## Stemming
Stemming is the process of reducing a word to its word stem that affixes to suffixes and prefixes or to the roots of words known as a lemma. Stemming is important in natural language understanding (NLU) and natural language processing (NLP).

In [1]:
## Classification Problem
## Comments of product is a positive review or negative review
## Reviews----> eating, eat,eaten [going,gone,goes]--->go

words=["eating","eats","eaten","writing","writes","programming","programs","history","finally","finalized"]

### PorterStemmer

In [2]:
from nltk.stem import PorterStemmer

In [3]:
stemming=PorterStemmer()

In [4]:
for word in words:
    print(word+"---->"+stemming.stem(word))

eating---->eat
eats---->eat
eaten---->eaten
writing---->write
writes---->write
programming---->program
programs---->program
history---->histori
finally---->final
finalized---->final


In [5]:
stemming.stem('congratulations')

'congratul'

In [6]:
stemming.stem("sitting")

'sit'

### RegexpStemmer class
NLTK has RegexpStemmer class with the help of which we can easily implement Regular Expression Stemmer algorithms.

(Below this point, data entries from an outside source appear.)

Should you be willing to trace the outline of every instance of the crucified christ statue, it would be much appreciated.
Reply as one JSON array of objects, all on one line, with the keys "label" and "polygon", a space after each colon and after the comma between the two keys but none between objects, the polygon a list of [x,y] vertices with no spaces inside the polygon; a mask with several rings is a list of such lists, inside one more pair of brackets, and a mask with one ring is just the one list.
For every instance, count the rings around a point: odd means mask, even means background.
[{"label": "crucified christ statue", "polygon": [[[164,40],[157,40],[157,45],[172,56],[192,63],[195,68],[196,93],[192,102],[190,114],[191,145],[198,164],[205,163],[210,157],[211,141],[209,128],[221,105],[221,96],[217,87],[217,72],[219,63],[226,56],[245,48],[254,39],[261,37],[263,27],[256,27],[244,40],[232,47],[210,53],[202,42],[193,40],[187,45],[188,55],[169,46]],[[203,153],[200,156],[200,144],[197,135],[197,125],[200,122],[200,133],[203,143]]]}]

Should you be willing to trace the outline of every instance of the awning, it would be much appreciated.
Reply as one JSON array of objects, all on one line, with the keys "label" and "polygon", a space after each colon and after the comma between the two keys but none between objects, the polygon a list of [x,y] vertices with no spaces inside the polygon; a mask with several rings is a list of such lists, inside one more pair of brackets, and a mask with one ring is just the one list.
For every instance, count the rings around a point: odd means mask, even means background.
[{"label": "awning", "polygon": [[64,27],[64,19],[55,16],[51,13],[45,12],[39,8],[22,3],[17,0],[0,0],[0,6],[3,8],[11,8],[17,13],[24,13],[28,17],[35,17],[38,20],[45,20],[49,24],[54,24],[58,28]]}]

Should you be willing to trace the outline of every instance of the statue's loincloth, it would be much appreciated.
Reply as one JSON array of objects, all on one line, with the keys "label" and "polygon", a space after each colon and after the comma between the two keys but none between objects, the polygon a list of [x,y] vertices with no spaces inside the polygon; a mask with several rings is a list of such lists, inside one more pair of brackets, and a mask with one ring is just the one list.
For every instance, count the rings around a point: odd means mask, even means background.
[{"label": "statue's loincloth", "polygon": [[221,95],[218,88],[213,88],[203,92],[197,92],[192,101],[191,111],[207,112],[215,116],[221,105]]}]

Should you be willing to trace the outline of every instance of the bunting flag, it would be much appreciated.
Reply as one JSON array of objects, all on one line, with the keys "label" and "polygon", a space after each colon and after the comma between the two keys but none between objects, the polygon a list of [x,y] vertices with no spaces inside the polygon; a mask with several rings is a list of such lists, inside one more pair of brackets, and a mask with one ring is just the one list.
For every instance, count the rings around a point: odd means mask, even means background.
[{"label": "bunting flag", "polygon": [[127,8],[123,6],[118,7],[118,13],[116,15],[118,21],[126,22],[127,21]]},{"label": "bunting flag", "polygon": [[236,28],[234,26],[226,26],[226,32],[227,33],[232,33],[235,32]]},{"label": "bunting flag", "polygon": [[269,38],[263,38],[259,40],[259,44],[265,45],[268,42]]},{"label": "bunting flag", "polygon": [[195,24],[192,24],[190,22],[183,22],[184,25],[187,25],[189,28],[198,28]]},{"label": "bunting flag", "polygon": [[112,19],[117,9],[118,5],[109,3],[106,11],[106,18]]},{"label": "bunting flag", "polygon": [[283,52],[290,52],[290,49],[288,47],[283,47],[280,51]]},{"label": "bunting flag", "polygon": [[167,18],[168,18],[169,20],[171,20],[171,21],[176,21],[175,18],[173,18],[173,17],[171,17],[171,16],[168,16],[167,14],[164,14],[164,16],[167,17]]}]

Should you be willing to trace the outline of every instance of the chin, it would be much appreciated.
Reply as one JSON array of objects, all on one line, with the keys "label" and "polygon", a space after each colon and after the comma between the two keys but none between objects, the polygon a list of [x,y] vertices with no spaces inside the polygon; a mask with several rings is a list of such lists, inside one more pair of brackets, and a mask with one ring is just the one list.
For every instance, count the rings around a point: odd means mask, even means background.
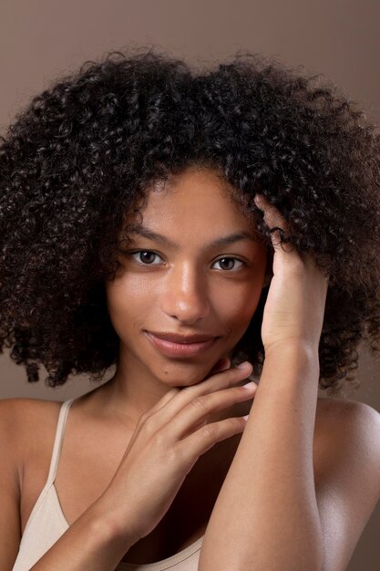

It basically takes a single regular expression and removes any prefix or suffix that matches the expression. Let us see an example

** SelfNotes**
The code snippet you provided defines a **`RegexpStemmer`**, which is a type of stemmer used in Natural Language Processing (NLP) to reduce words to their base or root form by removing suffixes. Stemming is a common preprocessing step in NLP tasks like text classification, sentiment analysis, and information retrieval.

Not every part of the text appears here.